WHILE MANY Jerusalemites will be sitting down to a Purim meal today, members of the Jerusalem Rotary Club, which meets on Wednesdays at the YMCA, will be celebrating their 80th anniversary. The founding meeting of the Jerusalem Rotary Club took place on January 22, 1929 at the St. John’s hotel in the Old City with 21 charter members, most of whom were British. The first president was J.W. Crowfoot, a British archaeologist, and the secretary was Vladimir Wolfson, the manager of Shell Oil. The Jerusalem Rotary Club was founded three weeks minus one day after the founding of the Cairo Rotary Club. Both clubs were chartered on March 11, 1929, and each was the first in its country. Early members included Jews, Christians and Muslims. Religious, ethnic and national frictions did not intrude on meetings, and the spirit of goodwill and understanding among nations that prompted the founding of Rotary in Chicago in 1905 continues in Jerusalem, with members of different faiths and backgrounds coming together in mutual respect to work for the common good. The Jerusalem Rotary Club and the Haifa Rotary Club will get together in Jerusalem on March 26 to celebrate the Haifa Club’s 75th anniversary, and in June the District Convention of Rotary will celebrate the 80th anniversary of Rotary in Israel, and this event will also be held in Jerusalem.
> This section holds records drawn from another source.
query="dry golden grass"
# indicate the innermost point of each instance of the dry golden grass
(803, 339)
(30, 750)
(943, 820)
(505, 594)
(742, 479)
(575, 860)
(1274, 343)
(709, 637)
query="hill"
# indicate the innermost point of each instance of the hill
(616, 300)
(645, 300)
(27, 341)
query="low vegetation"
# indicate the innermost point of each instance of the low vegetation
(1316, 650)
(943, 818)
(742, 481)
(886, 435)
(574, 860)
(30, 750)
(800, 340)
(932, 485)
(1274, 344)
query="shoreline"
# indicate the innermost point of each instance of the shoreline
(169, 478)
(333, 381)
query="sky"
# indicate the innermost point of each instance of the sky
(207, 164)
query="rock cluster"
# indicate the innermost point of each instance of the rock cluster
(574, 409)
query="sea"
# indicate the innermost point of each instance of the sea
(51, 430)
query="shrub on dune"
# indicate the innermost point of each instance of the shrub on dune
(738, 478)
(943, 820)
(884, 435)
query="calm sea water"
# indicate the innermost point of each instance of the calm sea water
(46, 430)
IT SEEMS that being director-general of Beit Hatefutsoth is far from being a lifetime job. In less than a decade there have been three directors-general of the Museum of the Jewish Diaspora: David Alexander, Roni Finzi and Hasia Yizraeli. Despite the many compliments for her work during her three years of tenure, Yizraeli has decided to return to the Jewish Agency.
And now Beit Hatefutsoth can say that four people have held the post of director-general in less than a decade. The newest and current is Avinoam Armoni, who will take over from Yizraeli at the beginning of April. Yizraeli took over the running of the museum during its revamping and rehabilitation period, and played a major role in its reorganization and long term strategic plans. Admoni comes with good credentials. He was previously special adviser to the Edmund J. Safra Foundation and Vice President for external relations at the Hebrew University from which he had graduated in law several years earlier. He also has a second degree from Harvard University where he majored in macro-economics and urban management.